I had a presentation at school by a biologist. She said that it takes about 10,000 generations for an evolutionary adaptation to occur. So for humans, because we live for so long and because of multiple organs and functions, we barely see those changes outside of million year changes. But for bacteria that live for short periods, it is easy to track. She spent the 40 years doing the same thing: she put the stuff an organism needs into a petri dish and then adds a few organisms into the dish and observes the trajectory. She said it's always the same: once it gets situated, life just explodes exponentially and then all at once all the life dies at once, across the board. Kind of scary if we see the planet as one big petri-dish.
And a good planet is hard to find. One with 'all the stuff an organism needs '...
 
I had a presentation at school by a biologist. She said that it takes about 10,000 generations for an evolutionary adaptation to occur. So for humans, because we live for so long and because of multiple organs and functions, we barely see those changes outside of million year changes.

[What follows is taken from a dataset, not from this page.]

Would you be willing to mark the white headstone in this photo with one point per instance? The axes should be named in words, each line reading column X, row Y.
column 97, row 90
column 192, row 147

The estimated time going back to the earliest homo sapiens is only about 1/4 million. Since agriculture is only what, 10,000 or so. Since adult lactose tolerance...
 
I've mentioned weather control a few times. I haven't seen much that looks promising yet, but I suspect that workable weather control is going be be needed (and is partially developed already) as a part of mitigating climate change.

But the politics of having China able to shut off water to India or the USA able to shut off water to Mexico, as well as a general distrust of the advocates of Geoengineering ( Chemtrails ? ) will make it a tough sell even if it's "completely safe when used as directed" as the admen used to say. And the economics of near real time weather control sound like a rerun of the Enron story . Just thinking out loud here.